Riot Asks: Emily St. John Mandel

Emily St. John Mandel was born on the west coast of British Columbia, Canada. She studied dance at The School of Toronto Dance Theatre and lived briefly in Montreal before relocating to New York. Her third novel, The Lola Quartet, is out now from Unbridled Books in the United States and McArthur & Company in Canada. Her previous novels are Last Night in Montreal and The Singer’s Gun. She is a staff writer for The Millions. She has an essay in the recent anthology The Late American Novel: Writers on the Future of the Book (Soft Skull, 2011), and her short fiction will appear in Venice Noir, an anthology forthcoming from Akashic Books in 2012. She is married and lives in Brooklyn.

BOOK RIOT: What are you reading?

Emily St. John Mandel: I am between books. I just finished Luminous Airplanes by Paul LaFarge. I started last night The Buenos Aires Quintet by Manuel Vasquez Montalban; it’s one of these books that just appeared in the mail, it’s from Melville House. I try to read one book at a time. Inevitably I start something else! I average 1.5 at a time. I don’t always finish books that I start–I try to stick to the 50-page rule.

BR: Which book do you wish you had written?

EM: That’s a good question–yeah, a lot of them!

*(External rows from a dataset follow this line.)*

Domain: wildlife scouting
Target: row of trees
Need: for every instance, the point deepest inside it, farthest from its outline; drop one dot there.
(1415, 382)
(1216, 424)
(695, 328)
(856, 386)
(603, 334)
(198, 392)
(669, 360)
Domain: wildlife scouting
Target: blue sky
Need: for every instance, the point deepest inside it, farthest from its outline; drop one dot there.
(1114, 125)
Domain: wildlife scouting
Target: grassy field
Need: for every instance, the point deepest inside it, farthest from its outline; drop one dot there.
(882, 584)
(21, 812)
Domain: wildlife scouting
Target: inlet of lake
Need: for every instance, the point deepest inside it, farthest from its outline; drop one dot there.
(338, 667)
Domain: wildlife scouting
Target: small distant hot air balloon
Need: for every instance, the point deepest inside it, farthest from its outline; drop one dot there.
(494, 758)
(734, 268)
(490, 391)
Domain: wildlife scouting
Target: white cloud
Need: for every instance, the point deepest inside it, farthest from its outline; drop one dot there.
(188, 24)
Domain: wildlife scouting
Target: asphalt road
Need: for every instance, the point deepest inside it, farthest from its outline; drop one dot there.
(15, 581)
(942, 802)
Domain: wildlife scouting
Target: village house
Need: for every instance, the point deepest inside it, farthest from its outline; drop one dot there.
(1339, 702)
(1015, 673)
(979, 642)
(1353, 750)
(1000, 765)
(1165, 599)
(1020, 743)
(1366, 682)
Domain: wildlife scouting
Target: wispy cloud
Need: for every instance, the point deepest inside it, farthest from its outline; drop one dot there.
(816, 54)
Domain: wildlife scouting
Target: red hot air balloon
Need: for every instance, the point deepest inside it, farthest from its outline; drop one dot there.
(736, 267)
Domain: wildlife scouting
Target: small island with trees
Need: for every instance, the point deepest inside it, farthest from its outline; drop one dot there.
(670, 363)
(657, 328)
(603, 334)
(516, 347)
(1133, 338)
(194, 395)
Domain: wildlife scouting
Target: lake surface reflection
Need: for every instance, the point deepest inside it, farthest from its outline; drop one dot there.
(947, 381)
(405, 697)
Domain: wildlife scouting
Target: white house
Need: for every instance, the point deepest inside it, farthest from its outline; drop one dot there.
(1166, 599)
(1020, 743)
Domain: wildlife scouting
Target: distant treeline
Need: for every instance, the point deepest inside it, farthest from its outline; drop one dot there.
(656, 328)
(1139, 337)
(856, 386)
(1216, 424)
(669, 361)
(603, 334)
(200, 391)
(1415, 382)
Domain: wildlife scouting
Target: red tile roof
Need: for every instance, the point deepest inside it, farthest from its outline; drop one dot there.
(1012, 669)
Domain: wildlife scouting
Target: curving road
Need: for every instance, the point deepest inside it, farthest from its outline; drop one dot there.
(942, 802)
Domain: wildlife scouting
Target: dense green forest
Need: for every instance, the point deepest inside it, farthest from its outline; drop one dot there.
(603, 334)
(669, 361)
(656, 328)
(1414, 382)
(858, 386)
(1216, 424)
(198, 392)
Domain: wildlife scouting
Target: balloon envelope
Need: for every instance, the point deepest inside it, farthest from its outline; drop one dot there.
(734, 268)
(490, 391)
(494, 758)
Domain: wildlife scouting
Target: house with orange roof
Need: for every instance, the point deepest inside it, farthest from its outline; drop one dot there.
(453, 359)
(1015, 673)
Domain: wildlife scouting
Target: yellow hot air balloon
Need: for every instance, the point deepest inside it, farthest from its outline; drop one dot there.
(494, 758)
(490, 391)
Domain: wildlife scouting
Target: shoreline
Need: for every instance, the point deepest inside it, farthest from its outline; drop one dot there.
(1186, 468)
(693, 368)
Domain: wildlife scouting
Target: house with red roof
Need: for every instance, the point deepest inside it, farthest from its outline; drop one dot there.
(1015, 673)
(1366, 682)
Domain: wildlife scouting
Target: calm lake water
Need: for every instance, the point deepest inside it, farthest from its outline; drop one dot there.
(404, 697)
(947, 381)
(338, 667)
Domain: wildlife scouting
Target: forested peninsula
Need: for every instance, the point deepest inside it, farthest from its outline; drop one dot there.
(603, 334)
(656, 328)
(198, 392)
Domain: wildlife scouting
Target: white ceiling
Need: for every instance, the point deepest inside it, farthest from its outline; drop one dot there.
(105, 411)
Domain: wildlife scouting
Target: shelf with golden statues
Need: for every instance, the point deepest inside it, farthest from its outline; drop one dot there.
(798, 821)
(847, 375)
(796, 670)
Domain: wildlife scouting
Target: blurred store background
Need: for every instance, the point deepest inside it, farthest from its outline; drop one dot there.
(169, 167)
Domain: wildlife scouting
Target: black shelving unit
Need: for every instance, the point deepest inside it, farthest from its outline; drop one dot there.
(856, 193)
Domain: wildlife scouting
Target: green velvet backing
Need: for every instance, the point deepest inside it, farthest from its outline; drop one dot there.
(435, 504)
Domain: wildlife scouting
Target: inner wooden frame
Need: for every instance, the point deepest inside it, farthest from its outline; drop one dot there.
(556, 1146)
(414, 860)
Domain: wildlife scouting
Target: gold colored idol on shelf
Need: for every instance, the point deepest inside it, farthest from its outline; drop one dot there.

Like every other writer, I wish I had written A Visit from the Goon Squad by Jennifer Egan. It’s so adventurous, she takes such risks… I feel like you have to keep pushing yourself..

BR: Which book do you recommend over and over again?

EM: Another resissue, After Midnight by Irmgard Keun, which is really about civilian life in Germany after WWII. The language is really beautiful, the book just combines this beauty and simplicity with a lot of power to it in describing a moment that we don’t read a lot about. I also often recommend Dan Chaon’s Await Your Reply, a novel with the most dazzling structure.

BR: Are there any books you think everyone simply has to read?

EM: I feel like everybody should read Salinger’s stories of the Glass family. What I’m always looking for is anything that’s beautifully written with a strong plot: Chaon falls into that category. So does Roberto Bolano.

BR: Who are your greatest influences as a writer?

EM: I know there must have been some, but I’ve been writing all my life, so I have a tough time choosing. However, I can tell you some books that intensified my love of reading, and those were the volumes in Susan Cooper’s The Dark Is Rising series.

BR: Which book do you re-read regularly?

EM: I don’t re-read books very often. There’s a book that I’ve read a couple of times called Spurious by Lars Iyer. But I deliberately don’t go back to books. To put it bluntly, I feel like I really don’t have time.

I do blurb; I don’t do it very often, it’s a difficult thing to navigate and can be an incredibly awkward conversation. I feel like it’s an honor, though, when somebody thinks your name belongs on someone else’s book.

BR: Describe your reading style/routine.

EM: I read mostly on the subway I have a long commute to my day job, I’m there five days a week, and read for an hour each way on the F train. I’ve really only been reading print books. I feel like I spend so much of my life staring at screens, it’s really nice to take a break.

BR: Which book has changed your life?

EM: I did read a book once, Random Family by Adrian Nicole LeBlanc, that changed the way I thought about some social issues, some things I hadn’t understood about urban poverty. Norman Mailer’s The Executioner’s Song changed the way I wrote–that incredible lucidity and simplicity in the prose had an influence on my writing style.